Opcodes are just symbolic tags and can be used inside a
@scheme[patterns] form without the need for declaration.  The only
restriction is that stack machine code produced by a composition of
macros can be processed by the stack machine assembler.  This freedom
allows the introduction of macros that serve as primitives for
arbitrary code generation @emph{idioms}, by allowing arbitrary data to
be passed on the code stack in the form of @emph{compile time data},
represented by the @scheme['qw] tag, or arbitrarily tagged
@emph{pseudo instructions}.

Instead of @scheme[[qw (struct vec (x y))]] we could have introduced
the opcode @scheme['vec] using something like @scheme[[vec v]] or
@scheme[[vec (struct vec (x y))]]. Doing so prevents manipulation of
such objects by generic stack manipulation words like @scheme[dup] and
@scheme[drop].  The general rule is: use @scheme['qw] for anything
that rougly behaves as a target machine value, and use anything else
to prevent the partial evaluator for @scheme['qw] tags to touch the
instruction.

For certain classes of operations one can abstract the possible
patterns over the instances of the class. To this end the macro
@scheme[patterns-class] can be used.

@specform[(patterns namespace formals (actuals ...) clause ...)]

The @scheme[_formals] parameter is a list containing identifiers that
parameterize the @scheme[_clause]s, which are pattern clauses passed
to the @scheme[patterns] form.  The @scheme[_actuals] parameters are
values to be filled in for the formal parameters.  

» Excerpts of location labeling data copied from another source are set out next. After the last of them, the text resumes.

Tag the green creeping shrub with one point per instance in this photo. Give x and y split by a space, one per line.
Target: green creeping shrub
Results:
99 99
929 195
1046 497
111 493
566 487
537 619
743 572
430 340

The following example defines pattern matching rules for unary
operators on the Microchip PIC18 architecture.  Note that the first
clause implements peephole optimization: it combines a real machine
instruction with the effect of a macro.

@ex[()
(patterns-class (macro)
    [word         opcode]
    [(1+          incf)
     (1-          decf)
     (rot<<c      rlcf)
     (rot>>c      rrcf)
     (rot<<       rlncf)
     (rot>>       rrncf)
     (swap-nibble swapf)]
 (([movf f 0 0] word) ([opcode f 0 0]))
 ((word)              ([opcode WREG 0 0])))
]

@section{Prefix Macros}

FIXME: Factor out instantiation in Scheme, then write the prefix Forth
syntax on top of that.

Coma is a non-reflective meta language: it processes stack machine code
only.  In order to be able to abstract over @emph{names} of macros, a
different mechanism is necessary.  In Staapl this mechanism is called
@emph{prefix macros}, and it is implemented as a preprocessing step
defined in terms of a number of primitive @emph{special forms} based
on Forth's @emph{parsing words}.  The primitive prefix forms are
@scheme[create : forth macro require load path].

@section{PIC18 Forth}

The Microchip PIC18 microcontroller architecture with 8-bit data word
size and 16-bit instruction word size maps quite straightforwardly to
a stack machine, making it an ideal primary architecture for Staapl.
The implementation in Staapl uses the WREG register to implement the
top of stack register, and INDF0 to point to the rest of the parameter
stack in SRAM.  Most arithmetic and conditional jump instructions are
used to implement basic forth data and control operations in a fairly
optimal way.  The compiler produces native code, eliminating the need
for an on-target interpreter.  Forth code can be used in interrupt
routines without trouble.  The PIC18 language includes a full RPN
assembler.  The PIC18F stores code in Flash ROM memory, but has the
ability to program itself.  This is used to provide run-time code
upload in the interaction mode.

@section{Interaction}

Coma is a cross compiled language. In order not to loose the ability
to interactively probe a running system, one of the virtues of Forth,
this functionality is @emph{simulated} in the form of an interactive
console requiring minimal on-target support.